Dans le cadre de son engagement pour la protection de la Méditerranée, l’association Grande Zot vous invite à une réflexion avant l’achat de votre crème solaire.

Selon plusieurs études, de quatre à six mille tonnes de crème solaire sont déversées tous les ans dans les mers et océans, constituant ainsi un important polluant chimique. Cette pollution agresse le phytoplancton et les autres espèces marines, poissons et cétacés, sans oublier la posidonie dont les scientifiques disent qu’elle constitue l’écosystème le plus utile pour l’homme sur la planète Terre : non seulement elle abrite une vie foisonnante et sert de nurserie aux poissons, mais en outre, elle contribue activement à l’oxygénation de la Méditerranée et à la captation du carbone. Elle est deux fois plus active que la forêt tropicale dans la photosynthèse de matière organique. Sa destruction aurait des effets dévastateurs sur le climat de la planète.

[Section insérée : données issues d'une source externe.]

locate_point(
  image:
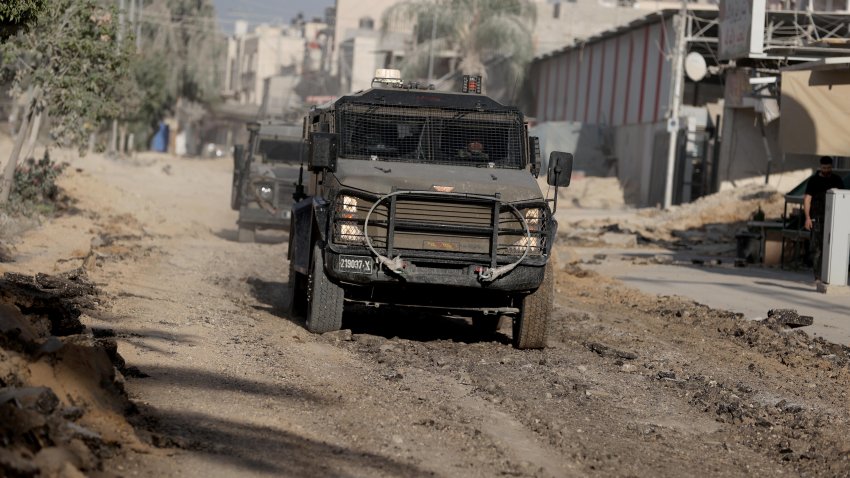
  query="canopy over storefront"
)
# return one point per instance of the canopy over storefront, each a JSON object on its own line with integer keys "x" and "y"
{"x": 816, "y": 108}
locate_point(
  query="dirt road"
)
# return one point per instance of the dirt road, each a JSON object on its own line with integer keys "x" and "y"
{"x": 228, "y": 384}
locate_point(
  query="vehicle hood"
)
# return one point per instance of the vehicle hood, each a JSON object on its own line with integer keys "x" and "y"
{"x": 282, "y": 172}
{"x": 380, "y": 177}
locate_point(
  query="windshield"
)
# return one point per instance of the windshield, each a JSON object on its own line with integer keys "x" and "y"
{"x": 429, "y": 135}
{"x": 288, "y": 151}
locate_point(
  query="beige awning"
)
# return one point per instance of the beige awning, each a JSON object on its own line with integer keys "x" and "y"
{"x": 816, "y": 111}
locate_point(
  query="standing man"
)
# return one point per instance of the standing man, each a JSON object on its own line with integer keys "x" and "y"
{"x": 814, "y": 205}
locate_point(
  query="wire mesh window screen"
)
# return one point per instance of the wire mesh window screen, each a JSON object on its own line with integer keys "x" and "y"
{"x": 280, "y": 150}
{"x": 428, "y": 135}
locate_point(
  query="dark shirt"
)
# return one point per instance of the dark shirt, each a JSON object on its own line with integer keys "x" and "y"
{"x": 817, "y": 188}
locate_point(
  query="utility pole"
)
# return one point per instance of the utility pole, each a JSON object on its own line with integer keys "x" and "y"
{"x": 113, "y": 140}
{"x": 676, "y": 102}
{"x": 431, "y": 45}
{"x": 139, "y": 6}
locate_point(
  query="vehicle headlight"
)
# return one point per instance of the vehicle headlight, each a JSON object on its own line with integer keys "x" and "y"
{"x": 265, "y": 192}
{"x": 520, "y": 245}
{"x": 534, "y": 218}
{"x": 349, "y": 232}
{"x": 348, "y": 206}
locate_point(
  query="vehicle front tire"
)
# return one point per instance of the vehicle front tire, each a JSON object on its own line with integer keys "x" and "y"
{"x": 297, "y": 293}
{"x": 530, "y": 326}
{"x": 246, "y": 234}
{"x": 325, "y": 299}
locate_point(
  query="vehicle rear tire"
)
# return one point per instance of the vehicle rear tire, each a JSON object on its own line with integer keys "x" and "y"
{"x": 325, "y": 299}
{"x": 246, "y": 234}
{"x": 486, "y": 324}
{"x": 297, "y": 288}
{"x": 236, "y": 191}
{"x": 530, "y": 326}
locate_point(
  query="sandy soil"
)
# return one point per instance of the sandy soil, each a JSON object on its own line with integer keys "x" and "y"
{"x": 229, "y": 384}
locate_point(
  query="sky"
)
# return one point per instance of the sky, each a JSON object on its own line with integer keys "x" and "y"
{"x": 266, "y": 11}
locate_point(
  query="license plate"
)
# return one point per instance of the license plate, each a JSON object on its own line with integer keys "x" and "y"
{"x": 355, "y": 264}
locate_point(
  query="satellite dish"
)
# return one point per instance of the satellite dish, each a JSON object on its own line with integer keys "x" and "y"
{"x": 695, "y": 66}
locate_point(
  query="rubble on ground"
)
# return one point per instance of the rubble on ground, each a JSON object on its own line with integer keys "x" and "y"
{"x": 712, "y": 220}
{"x": 62, "y": 401}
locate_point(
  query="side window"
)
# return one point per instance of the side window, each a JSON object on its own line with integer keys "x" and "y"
{"x": 367, "y": 23}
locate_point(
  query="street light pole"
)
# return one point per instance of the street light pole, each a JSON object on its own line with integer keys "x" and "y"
{"x": 676, "y": 102}
{"x": 431, "y": 45}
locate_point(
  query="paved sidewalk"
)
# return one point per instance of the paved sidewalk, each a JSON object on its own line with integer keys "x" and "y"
{"x": 749, "y": 290}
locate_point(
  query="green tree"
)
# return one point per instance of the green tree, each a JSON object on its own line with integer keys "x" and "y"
{"x": 180, "y": 57}
{"x": 479, "y": 32}
{"x": 69, "y": 66}
{"x": 16, "y": 15}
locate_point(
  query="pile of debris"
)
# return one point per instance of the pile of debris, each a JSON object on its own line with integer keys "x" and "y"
{"x": 62, "y": 402}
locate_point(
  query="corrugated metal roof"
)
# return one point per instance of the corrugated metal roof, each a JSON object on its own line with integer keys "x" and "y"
{"x": 654, "y": 17}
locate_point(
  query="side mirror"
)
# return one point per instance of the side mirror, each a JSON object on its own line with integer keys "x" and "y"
{"x": 323, "y": 150}
{"x": 560, "y": 169}
{"x": 238, "y": 153}
{"x": 534, "y": 146}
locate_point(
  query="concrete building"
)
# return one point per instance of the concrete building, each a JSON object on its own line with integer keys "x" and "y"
{"x": 562, "y": 22}
{"x": 263, "y": 66}
{"x": 357, "y": 44}
{"x": 607, "y": 99}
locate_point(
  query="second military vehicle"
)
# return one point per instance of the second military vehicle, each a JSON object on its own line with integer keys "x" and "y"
{"x": 264, "y": 176}
{"x": 428, "y": 199}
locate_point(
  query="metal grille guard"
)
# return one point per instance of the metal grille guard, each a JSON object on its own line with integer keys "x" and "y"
{"x": 488, "y": 274}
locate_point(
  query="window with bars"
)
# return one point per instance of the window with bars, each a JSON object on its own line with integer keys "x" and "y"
{"x": 431, "y": 135}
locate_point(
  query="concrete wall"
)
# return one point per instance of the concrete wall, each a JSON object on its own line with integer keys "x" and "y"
{"x": 561, "y": 22}
{"x": 348, "y": 15}
{"x": 359, "y": 54}
{"x": 641, "y": 152}
{"x": 585, "y": 142}
{"x": 622, "y": 79}
{"x": 636, "y": 154}
{"x": 743, "y": 158}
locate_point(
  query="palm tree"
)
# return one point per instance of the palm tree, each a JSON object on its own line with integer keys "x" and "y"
{"x": 481, "y": 33}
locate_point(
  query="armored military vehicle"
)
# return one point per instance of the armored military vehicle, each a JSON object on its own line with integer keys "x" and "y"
{"x": 264, "y": 176}
{"x": 427, "y": 199}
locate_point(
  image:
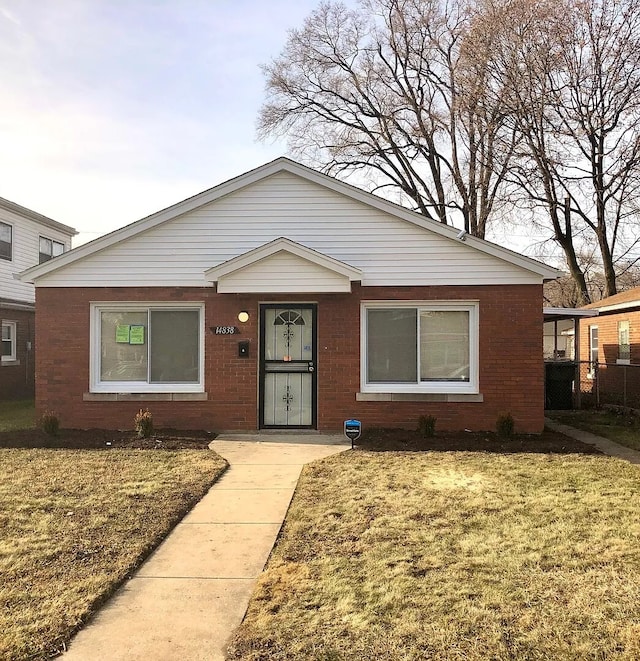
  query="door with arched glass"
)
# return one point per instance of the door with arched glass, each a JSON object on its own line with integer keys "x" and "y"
{"x": 288, "y": 376}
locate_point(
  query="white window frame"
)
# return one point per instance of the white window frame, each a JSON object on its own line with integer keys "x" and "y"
{"x": 98, "y": 386}
{"x": 593, "y": 363}
{"x": 10, "y": 226}
{"x": 470, "y": 387}
{"x": 52, "y": 241}
{"x": 13, "y": 326}
{"x": 621, "y": 326}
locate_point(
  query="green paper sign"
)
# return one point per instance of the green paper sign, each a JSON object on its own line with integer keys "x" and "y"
{"x": 136, "y": 335}
{"x": 122, "y": 334}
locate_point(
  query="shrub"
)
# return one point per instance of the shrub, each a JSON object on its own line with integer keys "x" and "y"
{"x": 505, "y": 425}
{"x": 50, "y": 423}
{"x": 143, "y": 423}
{"x": 427, "y": 426}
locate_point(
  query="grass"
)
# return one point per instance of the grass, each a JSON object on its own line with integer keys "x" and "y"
{"x": 17, "y": 414}
{"x": 474, "y": 556}
{"x": 623, "y": 428}
{"x": 73, "y": 525}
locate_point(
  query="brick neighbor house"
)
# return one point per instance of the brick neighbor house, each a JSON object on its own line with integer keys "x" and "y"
{"x": 284, "y": 298}
{"x": 26, "y": 238}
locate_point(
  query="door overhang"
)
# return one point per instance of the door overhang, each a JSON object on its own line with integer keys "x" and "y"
{"x": 283, "y": 267}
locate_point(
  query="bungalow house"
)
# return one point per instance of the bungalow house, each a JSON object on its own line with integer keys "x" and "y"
{"x": 611, "y": 341}
{"x": 26, "y": 238}
{"x": 284, "y": 298}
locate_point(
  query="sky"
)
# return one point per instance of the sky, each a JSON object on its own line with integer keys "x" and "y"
{"x": 114, "y": 109}
{"x": 111, "y": 110}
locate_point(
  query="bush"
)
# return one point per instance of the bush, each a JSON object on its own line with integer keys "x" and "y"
{"x": 143, "y": 423}
{"x": 50, "y": 423}
{"x": 505, "y": 425}
{"x": 427, "y": 426}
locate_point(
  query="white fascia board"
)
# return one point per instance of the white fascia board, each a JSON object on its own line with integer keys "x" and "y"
{"x": 568, "y": 313}
{"x": 279, "y": 245}
{"x": 279, "y": 165}
{"x": 19, "y": 210}
{"x": 619, "y": 306}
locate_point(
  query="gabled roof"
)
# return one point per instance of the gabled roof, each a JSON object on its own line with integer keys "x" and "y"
{"x": 37, "y": 217}
{"x": 622, "y": 301}
{"x": 283, "y": 165}
{"x": 269, "y": 268}
{"x": 282, "y": 244}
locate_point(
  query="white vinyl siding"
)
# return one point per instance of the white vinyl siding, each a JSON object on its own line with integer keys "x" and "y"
{"x": 147, "y": 347}
{"x": 388, "y": 250}
{"x": 420, "y": 347}
{"x": 26, "y": 235}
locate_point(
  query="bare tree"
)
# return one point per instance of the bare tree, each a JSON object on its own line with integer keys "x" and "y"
{"x": 573, "y": 71}
{"x": 395, "y": 89}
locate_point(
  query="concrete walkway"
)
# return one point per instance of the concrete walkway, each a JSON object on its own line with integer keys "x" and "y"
{"x": 603, "y": 444}
{"x": 192, "y": 592}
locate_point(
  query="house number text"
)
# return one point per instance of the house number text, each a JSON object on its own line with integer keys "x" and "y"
{"x": 226, "y": 330}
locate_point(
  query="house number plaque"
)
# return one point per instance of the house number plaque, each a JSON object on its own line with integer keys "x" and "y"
{"x": 226, "y": 330}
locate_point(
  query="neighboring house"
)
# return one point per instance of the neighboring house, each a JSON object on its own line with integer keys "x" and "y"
{"x": 26, "y": 238}
{"x": 611, "y": 341}
{"x": 614, "y": 336}
{"x": 284, "y": 298}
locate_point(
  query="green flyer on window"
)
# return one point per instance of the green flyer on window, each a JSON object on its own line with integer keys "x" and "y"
{"x": 122, "y": 334}
{"x": 136, "y": 335}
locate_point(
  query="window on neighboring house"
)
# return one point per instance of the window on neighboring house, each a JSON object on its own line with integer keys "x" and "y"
{"x": 147, "y": 348}
{"x": 423, "y": 347}
{"x": 9, "y": 341}
{"x": 593, "y": 348}
{"x": 624, "y": 348}
{"x": 6, "y": 241}
{"x": 49, "y": 249}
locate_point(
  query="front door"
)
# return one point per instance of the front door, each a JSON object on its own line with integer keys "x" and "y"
{"x": 288, "y": 366}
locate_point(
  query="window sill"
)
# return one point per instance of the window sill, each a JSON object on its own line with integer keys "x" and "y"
{"x": 144, "y": 396}
{"x": 417, "y": 397}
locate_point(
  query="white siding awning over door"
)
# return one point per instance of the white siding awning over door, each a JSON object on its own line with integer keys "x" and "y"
{"x": 281, "y": 267}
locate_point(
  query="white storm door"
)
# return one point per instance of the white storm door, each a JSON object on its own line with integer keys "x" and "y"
{"x": 288, "y": 366}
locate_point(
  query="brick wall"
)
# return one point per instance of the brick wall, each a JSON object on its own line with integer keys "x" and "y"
{"x": 511, "y": 368}
{"x": 17, "y": 379}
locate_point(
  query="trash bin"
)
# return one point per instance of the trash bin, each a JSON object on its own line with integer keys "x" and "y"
{"x": 558, "y": 385}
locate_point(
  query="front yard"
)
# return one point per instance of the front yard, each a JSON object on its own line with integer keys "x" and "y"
{"x": 74, "y": 524}
{"x": 453, "y": 555}
{"x": 619, "y": 426}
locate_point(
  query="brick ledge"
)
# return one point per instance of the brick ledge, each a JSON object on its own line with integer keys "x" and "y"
{"x": 417, "y": 397}
{"x": 144, "y": 396}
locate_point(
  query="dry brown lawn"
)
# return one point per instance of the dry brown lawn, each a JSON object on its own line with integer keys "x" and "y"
{"x": 617, "y": 425}
{"x": 74, "y": 524}
{"x": 432, "y": 556}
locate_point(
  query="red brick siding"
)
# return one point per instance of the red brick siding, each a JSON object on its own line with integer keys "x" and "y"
{"x": 17, "y": 380}
{"x": 511, "y": 368}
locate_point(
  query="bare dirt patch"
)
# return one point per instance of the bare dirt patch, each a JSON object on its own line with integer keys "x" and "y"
{"x": 403, "y": 440}
{"x": 94, "y": 439}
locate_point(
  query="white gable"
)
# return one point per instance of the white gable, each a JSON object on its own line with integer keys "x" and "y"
{"x": 389, "y": 247}
{"x": 282, "y": 266}
{"x": 283, "y": 273}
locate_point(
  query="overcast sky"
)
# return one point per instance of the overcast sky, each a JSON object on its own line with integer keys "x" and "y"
{"x": 113, "y": 109}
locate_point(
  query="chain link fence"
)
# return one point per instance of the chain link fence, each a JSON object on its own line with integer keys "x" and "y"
{"x": 609, "y": 383}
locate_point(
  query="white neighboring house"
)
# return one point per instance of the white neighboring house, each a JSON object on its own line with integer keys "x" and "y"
{"x": 26, "y": 239}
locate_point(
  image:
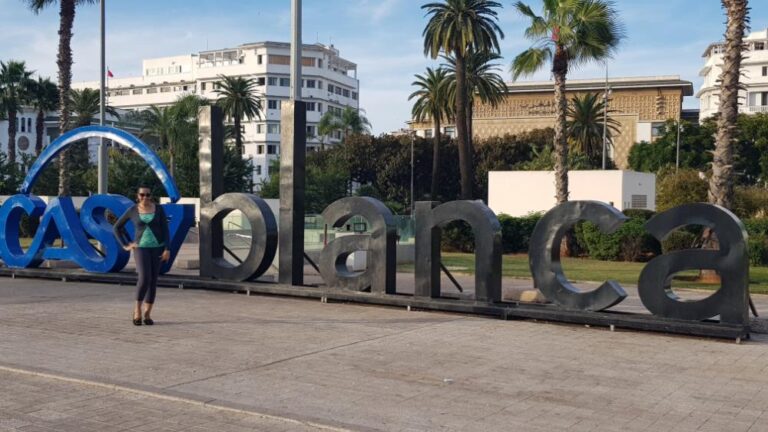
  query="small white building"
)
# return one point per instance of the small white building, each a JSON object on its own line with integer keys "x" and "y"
{"x": 754, "y": 77}
{"x": 519, "y": 193}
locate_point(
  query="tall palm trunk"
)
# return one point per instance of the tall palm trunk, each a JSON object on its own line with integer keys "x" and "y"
{"x": 12, "y": 125}
{"x": 721, "y": 183}
{"x": 560, "y": 70}
{"x": 64, "y": 62}
{"x": 40, "y": 130}
{"x": 465, "y": 163}
{"x": 435, "y": 158}
{"x": 238, "y": 135}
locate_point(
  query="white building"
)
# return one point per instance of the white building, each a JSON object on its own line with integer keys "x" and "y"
{"x": 329, "y": 84}
{"x": 519, "y": 193}
{"x": 754, "y": 77}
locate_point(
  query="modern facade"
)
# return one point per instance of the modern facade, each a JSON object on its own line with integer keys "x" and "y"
{"x": 754, "y": 77}
{"x": 329, "y": 84}
{"x": 641, "y": 105}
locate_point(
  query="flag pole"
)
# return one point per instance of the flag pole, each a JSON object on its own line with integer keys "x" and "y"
{"x": 103, "y": 161}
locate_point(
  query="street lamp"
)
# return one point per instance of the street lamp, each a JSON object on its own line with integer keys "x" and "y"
{"x": 103, "y": 161}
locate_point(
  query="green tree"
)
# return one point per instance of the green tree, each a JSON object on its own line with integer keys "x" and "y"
{"x": 64, "y": 61}
{"x": 567, "y": 34}
{"x": 586, "y": 119}
{"x": 484, "y": 83}
{"x": 44, "y": 97}
{"x": 432, "y": 103}
{"x": 458, "y": 27}
{"x": 722, "y": 181}
{"x": 15, "y": 82}
{"x": 239, "y": 99}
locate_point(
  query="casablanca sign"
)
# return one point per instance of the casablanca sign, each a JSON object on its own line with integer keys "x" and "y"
{"x": 726, "y": 308}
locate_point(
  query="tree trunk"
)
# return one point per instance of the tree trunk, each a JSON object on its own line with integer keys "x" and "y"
{"x": 465, "y": 162}
{"x": 12, "y": 125}
{"x": 238, "y": 136}
{"x": 39, "y": 131}
{"x": 435, "y": 160}
{"x": 721, "y": 182}
{"x": 560, "y": 70}
{"x": 64, "y": 62}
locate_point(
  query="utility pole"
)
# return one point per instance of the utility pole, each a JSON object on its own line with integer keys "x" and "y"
{"x": 605, "y": 116}
{"x": 103, "y": 160}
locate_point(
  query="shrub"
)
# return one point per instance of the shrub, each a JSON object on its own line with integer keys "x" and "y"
{"x": 685, "y": 187}
{"x": 631, "y": 242}
{"x": 516, "y": 232}
{"x": 758, "y": 249}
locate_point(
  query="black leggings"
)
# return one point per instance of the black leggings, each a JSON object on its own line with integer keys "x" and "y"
{"x": 148, "y": 267}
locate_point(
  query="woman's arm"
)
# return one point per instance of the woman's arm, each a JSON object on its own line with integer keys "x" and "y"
{"x": 119, "y": 229}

Il n’existe aucune protection solaire totalement neutre pour la mer et vous ne pouvez pas vous en passer. C’est donc celle qui aura le plus faible impact environnemental qu’il faudra choisir.

 Vous trouverez sur le marché des crèmes certifiés Ecocert et Cosmébio avec filtration minérale (Alga Maris des laboratoires de Biarritz, EQ Evoa ou Eco Cosmétics, par exemple), elles présentent aujourd’hui le meilleur compromis acceptable.